Men

A widow (Jessie Buckley) heads for a recuperative holiday in the English countryside, and soon finds that being a woman isn’t all it’s cracked up to be.

Rambling in the Men-dips.

The culmination of a wave of increasingly stupid and pretentious horror films, Men combines the folk nonsense of Lamb, the mindless repetition of Mother! and the accidental racism of Last Night in Soho. Like Midsommar it alternates between flashbacks to our heroine’s domestic trauma and her ill-advised getaway where some (extremely self-conscious) weirdness happens – in this case Rory Kinnear wearing a series of ludicrous disguises.
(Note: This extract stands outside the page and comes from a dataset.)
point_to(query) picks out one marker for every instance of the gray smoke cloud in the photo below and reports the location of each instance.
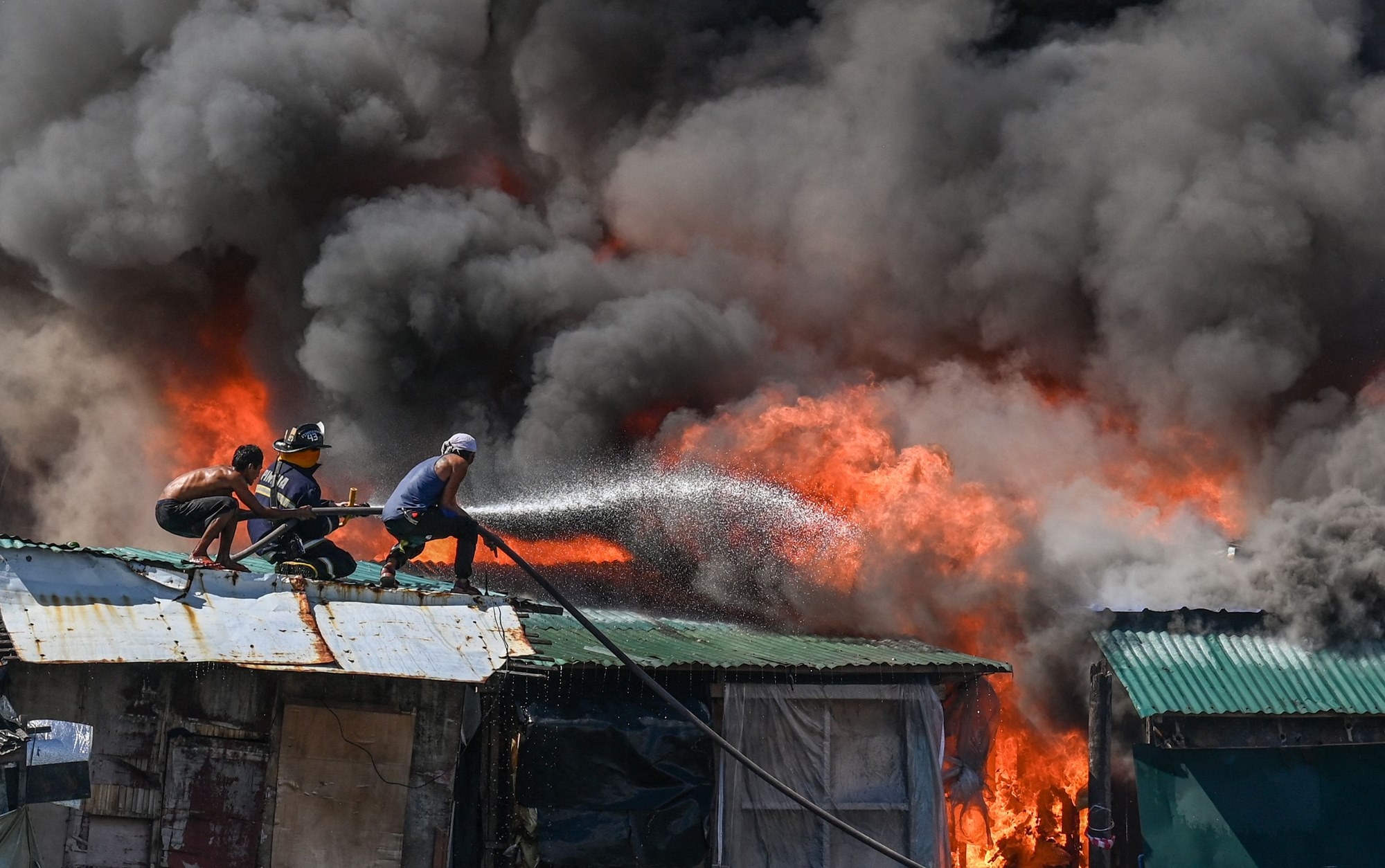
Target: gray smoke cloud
(539, 221)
This conceit quickly proves more James McAvoy than Peter Sellers, not least because one of them is a child with Kinnear’s face awkwardly superimposed; an effect that rivals Lamb for shear stewepidity.
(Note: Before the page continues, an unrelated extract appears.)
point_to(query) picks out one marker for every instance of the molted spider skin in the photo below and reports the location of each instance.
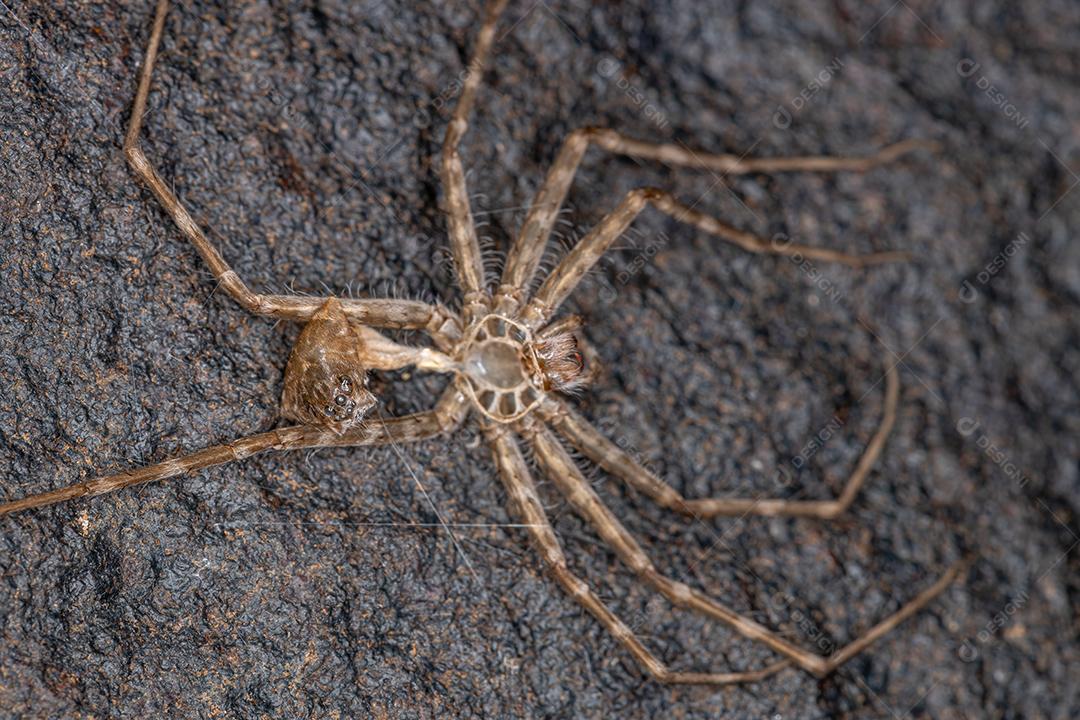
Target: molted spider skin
(325, 379)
From the opening reveal that all the men are the same, the film’s entire trajectory is insultingly obvious to everyone except the protagonist. She never questions why all these people have the same face or bothers trying to leave, even being persuaded by her best friend to stay in this Being Rory Kinnear Airbnb. For all its efforts to dress up the high concept with random symbolism (forbidden fruit, pagan statues, dead animals), Men is entirely devoid of subtext. Writer/director Alex Garland tries (so very hard) to do for men what Get Out did for white people – and while Get Out was light on allegory itself, it had a wit and authenticity completely missing here.

Even on a technical level Men is flaccid, waving around its bad CGI and droning music in desperate attempts to be weird that ultimately numb you to the (inadvertently hilarious) body-horror climax. What is strange is that Ex Machina was so tightly plotted and well thought out, suggesting Garland thinks horror needs no such focus; an attitude sadly indicative of this trend, whatever you call the opposite of a Golden Age of horror. These movies are only “elevated” insofar as they are held aloft. Prevenge has more nuance, narrative and character than 100 Rorys Kinnear.